Power Analysis and Sample Size

Mark Andrews

Why simulation is needed

In a \(t\)-test, power is determined by effect size, \(n\), and \(\alpha\): a closed-form solution exists.

In a multilevel design, power depends on:

  • the fixed effect of interest
  • variance components at each level
  • number of groups
  • number of observations per group
  • correlation structure of the random effects

No single formula captures all of this.

The simulation approach

  1. Specify a hypothetical model with the planned design and expected parameters.
  2. Simulate many datasets from this model.
  3. For each dataset, fit the model and test the effect of interest.
  4. Estimate power as the proportion of significant tests.

The simr package implements this workflow.

Key functions

makeLmer() constructs a hypothetical lmer model with specified parameters.

powerSim() estimates power by simulation.

extend() modifies the sample size to explore the power curve.

Specifying the hypothetical model

Use the sleep deprivation study as a template. Plan a new study with 10 days of measurement: what is the power to detect a slope of 10 ms/day?

fake_data <- expand_grid(subject = 1:10, days = 0:9)

fixed_b <- c(250, 10)        # intercept, slope
V <- matrix(c(625, 0, 0, 25), nrow = 2)  # tau_0=25, tau_1=5, rho=0
s <- 25                       # residual SD

Constructing the model object

fake_model <- makeLmer(
  y ~ days + (days | subject),
  data    = fake_data,
  fixef   = fixed_b,
  VarCorr = V,
  sigma   = s
)
summary(fake_model)$coefficients

Estimating power

powerSim(fake_model, test = fixed("days"), nsim = 1000)

The output reports estimated power with a 95% confidence interval.

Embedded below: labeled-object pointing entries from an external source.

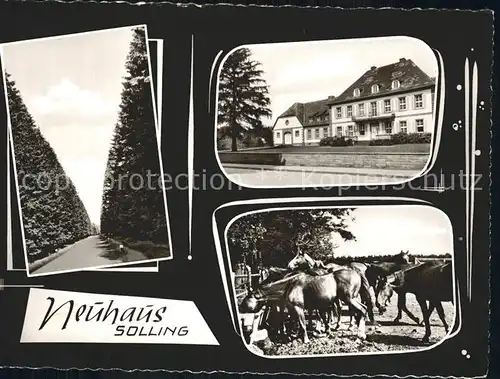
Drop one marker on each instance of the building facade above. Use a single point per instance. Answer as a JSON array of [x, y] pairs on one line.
[[396, 98], [303, 123]]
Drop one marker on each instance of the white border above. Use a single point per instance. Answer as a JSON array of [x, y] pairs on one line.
[[158, 145], [435, 138], [231, 302]]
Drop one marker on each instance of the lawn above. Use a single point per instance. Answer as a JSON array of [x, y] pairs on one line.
[[407, 148]]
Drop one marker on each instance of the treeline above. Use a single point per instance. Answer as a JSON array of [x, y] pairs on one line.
[[133, 208], [53, 214], [382, 258]]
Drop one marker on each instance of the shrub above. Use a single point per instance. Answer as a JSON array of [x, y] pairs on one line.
[[336, 141]]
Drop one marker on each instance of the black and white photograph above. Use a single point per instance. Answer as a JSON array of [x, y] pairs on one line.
[[326, 113], [86, 155], [364, 280]]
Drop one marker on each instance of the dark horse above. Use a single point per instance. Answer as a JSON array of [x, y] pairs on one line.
[[302, 291], [304, 262], [377, 271], [430, 281]]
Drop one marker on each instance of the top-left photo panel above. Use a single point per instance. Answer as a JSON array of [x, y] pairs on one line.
[[86, 152]]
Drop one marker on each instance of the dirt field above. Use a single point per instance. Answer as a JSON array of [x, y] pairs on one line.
[[405, 335]]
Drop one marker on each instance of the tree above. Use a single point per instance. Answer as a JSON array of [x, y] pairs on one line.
[[243, 95], [53, 214], [133, 205], [270, 238]]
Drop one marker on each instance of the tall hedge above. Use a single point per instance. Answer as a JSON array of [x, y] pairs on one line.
[[53, 214], [133, 206]]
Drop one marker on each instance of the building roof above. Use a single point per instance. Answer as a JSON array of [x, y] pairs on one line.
[[308, 113], [409, 75]]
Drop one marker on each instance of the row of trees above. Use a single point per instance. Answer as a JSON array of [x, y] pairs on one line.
[[270, 238], [52, 212], [243, 100], [133, 205]]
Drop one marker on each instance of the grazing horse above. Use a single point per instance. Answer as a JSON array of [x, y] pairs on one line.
[[304, 262], [321, 292], [376, 271], [430, 281]]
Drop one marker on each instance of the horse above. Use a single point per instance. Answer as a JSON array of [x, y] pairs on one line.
[[376, 271], [301, 291], [430, 281], [304, 262], [321, 292]]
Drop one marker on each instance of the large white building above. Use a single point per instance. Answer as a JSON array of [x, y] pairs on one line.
[[385, 100]]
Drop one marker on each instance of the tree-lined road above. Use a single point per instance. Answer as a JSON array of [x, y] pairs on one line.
[[265, 178], [86, 253]]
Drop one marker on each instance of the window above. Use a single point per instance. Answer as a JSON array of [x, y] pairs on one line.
[[339, 112], [388, 127], [387, 106], [403, 128], [402, 103], [362, 130], [420, 125], [419, 101], [361, 109]]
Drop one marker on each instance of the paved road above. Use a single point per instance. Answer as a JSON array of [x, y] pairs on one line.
[[266, 178], [86, 253]]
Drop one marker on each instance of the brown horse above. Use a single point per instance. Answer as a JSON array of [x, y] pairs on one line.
[[303, 291], [304, 262], [430, 281]]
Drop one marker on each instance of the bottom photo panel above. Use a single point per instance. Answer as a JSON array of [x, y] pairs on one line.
[[340, 280]]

Use nsim = 100 for exploration; nsim = 1000 or more for a reportable estimate.

Varying sample size

Scale up the sample to find the \(n\) needed for target power (80% or 90%).

fake_20 <- extend(fake_model, along = "subject", n = 20)
powerSim(fake_20, test = fixed("days"), nsim = 1000)

fake_30 <- extend(fake_model, along = "subject", n = 30)
powerSim(fake_30, test = fixed("days"), nsim = 1000)

Running this across a range of sample sizes and plotting the results gives a power curve.

Two-condition design

Add a between-subjects condition to the model.

fake_data2 <- expand_grid(subject = 1:10, days = 0:9, x = c("A", "B"))
fixed_b2   <- c(250, 10, 5, 2)  # intercept, days, xB, days:xB

fake_model2 <- makeLmer(
  y ~ x * days + (days | subject),
  data    = fake_data2,
  fixef   = fixed_b2,
  VarCorr = V,
  sigma   = s
)

The effect of primary interest is the interaction xB:days (differential slowing by condition).

Sensitivity to variance components

Power in multilevel designs is sensitive to the variance components as well as the fixed effects.

If between-subject variability in slopes (\(\tau_1\)) is large, the fixed slope is harder to detect. Explore this by varying \(\tau_1\) in V and re-running powerSim.

This sensitivity analysis reveals which assumptions drive the power estimate.

Practical advice

Key inputs to a power analysis:

  1. The minimum effect size that would be scientifically meaningful.
  2. The variance components, from pilot data or prior literature.
  3. The planned design: number of groups and observations per group.

Power is often more sensitive to the number of groups than to the number of observations per group. The degrees of freedom for testing fixed effects depend primarily on the number of independent units at the highest relevant level.